Dandelion Whine | The Outside Story (2024)

Illustration by Adelaide Tyrol

Here are some ways to get rid of dandelions: spraying 2,4-D (an herbicide, banned in several countries for its health risks, but not in the U.S.); pulling up by hand; mowing the flowers before they set seed; and pulling them up with any of a dozen devices sold in garden stores designed to make the task easier.

Here are some ways to play with dandelions: use them as a bridal bouquet for playground nuptials; slit the stem and feed another stem through to make a crown; blow on the seeds to make a wish; and blow on the seeds to tell the time.

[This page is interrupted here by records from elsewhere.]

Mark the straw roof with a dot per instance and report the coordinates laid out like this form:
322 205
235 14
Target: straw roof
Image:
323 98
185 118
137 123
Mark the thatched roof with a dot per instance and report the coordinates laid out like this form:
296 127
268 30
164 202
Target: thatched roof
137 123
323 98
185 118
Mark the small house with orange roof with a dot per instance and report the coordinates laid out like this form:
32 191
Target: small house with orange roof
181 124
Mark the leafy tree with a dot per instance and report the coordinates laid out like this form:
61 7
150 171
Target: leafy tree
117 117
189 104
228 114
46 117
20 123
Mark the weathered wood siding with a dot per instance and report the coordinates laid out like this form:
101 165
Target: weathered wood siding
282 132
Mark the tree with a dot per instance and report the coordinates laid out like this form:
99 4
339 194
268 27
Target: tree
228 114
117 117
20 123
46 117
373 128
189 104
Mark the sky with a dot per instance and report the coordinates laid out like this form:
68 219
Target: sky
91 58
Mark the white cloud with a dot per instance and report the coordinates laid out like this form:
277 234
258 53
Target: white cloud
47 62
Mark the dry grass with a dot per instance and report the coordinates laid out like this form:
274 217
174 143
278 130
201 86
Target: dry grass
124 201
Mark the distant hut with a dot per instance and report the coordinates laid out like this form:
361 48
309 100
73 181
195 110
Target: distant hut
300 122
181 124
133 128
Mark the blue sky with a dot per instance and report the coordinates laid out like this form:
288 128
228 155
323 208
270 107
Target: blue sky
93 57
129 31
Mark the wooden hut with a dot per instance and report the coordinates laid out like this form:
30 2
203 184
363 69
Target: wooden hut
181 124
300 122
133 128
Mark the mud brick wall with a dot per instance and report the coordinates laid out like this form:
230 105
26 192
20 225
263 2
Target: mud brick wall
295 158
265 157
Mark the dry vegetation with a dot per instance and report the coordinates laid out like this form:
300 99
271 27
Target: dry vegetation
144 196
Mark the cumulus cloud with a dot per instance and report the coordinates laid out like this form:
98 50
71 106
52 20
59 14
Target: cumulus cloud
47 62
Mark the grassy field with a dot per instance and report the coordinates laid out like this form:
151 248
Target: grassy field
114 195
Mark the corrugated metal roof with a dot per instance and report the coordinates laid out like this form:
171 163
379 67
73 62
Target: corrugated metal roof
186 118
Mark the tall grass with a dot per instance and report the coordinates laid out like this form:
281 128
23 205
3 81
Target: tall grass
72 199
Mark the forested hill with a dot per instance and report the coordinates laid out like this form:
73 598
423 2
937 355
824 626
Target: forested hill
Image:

Kids love dandelions. Lawn-growers hate them. The plant is not native to North America, but to Europe and possibly Africa. It might seem to be a given that they arrived on our shores as stowaways, perhaps in the very first bag of grass seed, but nothing could be farther from the truth.

“Gardeners used to weed out the grass to plant the dandelions,” says Anita Sanchez, author of the book, The Teeth of the Lion: The Story of the Beloved and Despised Dandelion. Dandelions arrived on our shores on the Mayflower, she says, carefully transported by the Pilgrims and given an honored spot in their kitchen gardens.

Its scientific name, Taraxacum officinale, translates into something like “the official remedy for all disorders.”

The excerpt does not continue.